Kaynak, HDK’nin tek taraflı bir ateşkes ilan etmiş olmasına rağmen buna uymadığını ve 22. Piyade Tugayı’na bağlı askerlerin mevzilerine yönelik saldırılarına devam ederek şehri ele geçirdiğini belirtti. Bu durum, grubun askeri hedeflerinin henüz tamamlanmadığını ortaya koyuyor.

Askeri uzmanlara göre HDK’nin bu bölgeyi ele geçirmesi, ona daha fazla askeri operasyon için iyi bir üs sağlıyor. Uzmanlar, kuvvetlerin müttefiki olan Abdulaziz el-Hilu liderliğindeki Halk Kurtuluş Hareketi’ni destekleyerek, Güney Kordofan eyaletinin başkenti Kadugli’yi ele geçirmeye çalışmasının muhtemel olduğunu belirtiyor. Bu, ordunun eyaletteki önemli bazı kasabaları ele geçirmesinin ardından gelen stratejik bir adım olarak değerlendiriliyor.

Sudan ordusunun eski Genelkurmay Başkan Yardımcısı ve sözcüsü Tümgeneral Muhammed Beşir Süleyman, Şarku’l Avsat’a yaptığı açıklamada, Babnusa’nın HDK’nin eline geçmesinin beklenen bir gelişme olduğunu ve kenti kontrol eden tarafın operasyonel manevra alanını büyük ölçüde genişleteceğini söyledi. Süleyman, “Babnusa, petrol zenginliğiyle ekonomik açıdan önemli bir eyalette yer alıyor. Ayrıca demografik yapısı, HDK’nin sosyal tabanlarını oluşturuyor. Bu durum, onlara siyasi bir boyut kazandırıyor; özellikle Darfur bölgesi ile bağlantılı olarak kontrol alanlarını genişletmek ve Kordofan’da savaşçılar için lojistik destek sağlamak amacıyla bir tür geçici yönetim oluşturma stratejisi izliyorlar” ifadelerini kullandı.

efrf
El-Faşir'den gelen Sudanlı mülteciler, Tine Mülteci Kampı (Reuters)

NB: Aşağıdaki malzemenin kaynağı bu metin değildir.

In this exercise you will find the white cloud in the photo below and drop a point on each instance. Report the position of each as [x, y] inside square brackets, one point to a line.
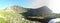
[54, 5]
[38, 3]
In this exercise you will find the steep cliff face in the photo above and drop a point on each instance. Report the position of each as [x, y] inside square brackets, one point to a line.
[15, 9]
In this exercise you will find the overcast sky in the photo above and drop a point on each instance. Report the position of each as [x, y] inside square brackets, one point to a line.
[54, 5]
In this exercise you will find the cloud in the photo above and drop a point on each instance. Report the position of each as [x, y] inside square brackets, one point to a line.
[38, 3]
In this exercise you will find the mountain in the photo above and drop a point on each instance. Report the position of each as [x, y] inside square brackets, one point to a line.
[40, 11]
[15, 8]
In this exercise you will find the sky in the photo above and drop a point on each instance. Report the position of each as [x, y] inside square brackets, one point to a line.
[6, 3]
[54, 5]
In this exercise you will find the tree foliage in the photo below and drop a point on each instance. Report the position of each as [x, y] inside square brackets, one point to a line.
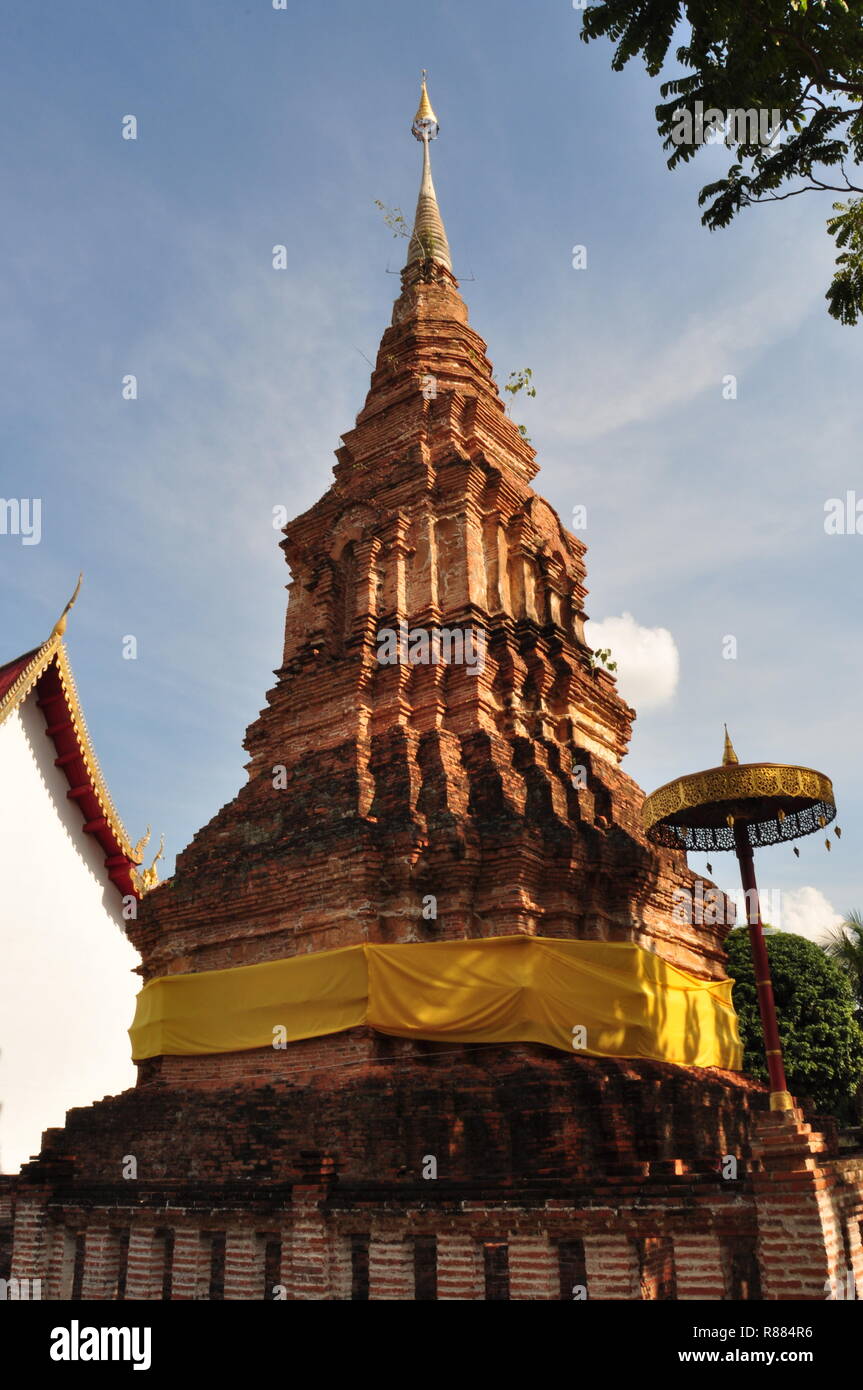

Süleyman, HDK’nin Babnusa’yı ele geçirmesinin, ordunun Kuzey Kordofan eyaletindeki operasyonel ilerleyişine karşı onu daha avantajlı bir askeri konuma getirdiğini, buna rağmen ordunun el-Ubeyd’in batısı ve Nuba Dağları’nda elde ettiği zaferlerin önemini koruduğunu belirtti.

Ordu neye ihtiyaç duyuyor?

Süleyman, ordunun Kuzey ve Batı Kordofan’daki tüm cephelerde operasyonları yönetebilmesi için doğru planlamaya ihtiyaç duyduğunu vurguladı. Bunun, kuvvetler, lojistik destek ve yedeklerin sağlanması gibi büyük askeri kaynakları gerektirdiğini ifade ederek, “Operasyonel başarısızlığa yer yok. Stratejik hedef, Darfur’un yeniden kontrolünü sağlamak” dedi.

Eski asker, HDK’nin Babnusa’yı ele geçirerek başarmayı hedeflediği askeri amaçların başında, Sudan ordusunu Batı Kordofan’daki sosyal tabanlarından uzaklaştırmak olduğunu söyledi.

Süleyman, “Bu bölgeyi kontrol etmek HDK’ye, operasyonlarında asker ve teçhizat tedarikini sürdürme imkânı sunuyor, böylece daha fazla toprak kazanabiliyor, aynı zamanda Darfur’u güvence altına alıyor ve stratejik öneme sahip el-Ubeyd şehrine yönelik operasyonlarını geliştirebiliyor” dedi.

Süleyman ayrıca, HDK’nin kenti ele geçirme çabasının, askeri ve siyasi olarak konumunu güçlendirme, kara hakimiyetini genişletme ve böylece daha güçlü bir müzakere pozisyonu elde etme amacı taşıdığını vurguladı. Bu çerçevede, ABD, Suudi Arabistan, Birleşik Arap Emirlikleri (BAE) ve Mısır’ın dahil olduğu Dörtlü’nün Sudan’da üç aylık bir insani ateşkes sağlama çabaları da devam ediyor.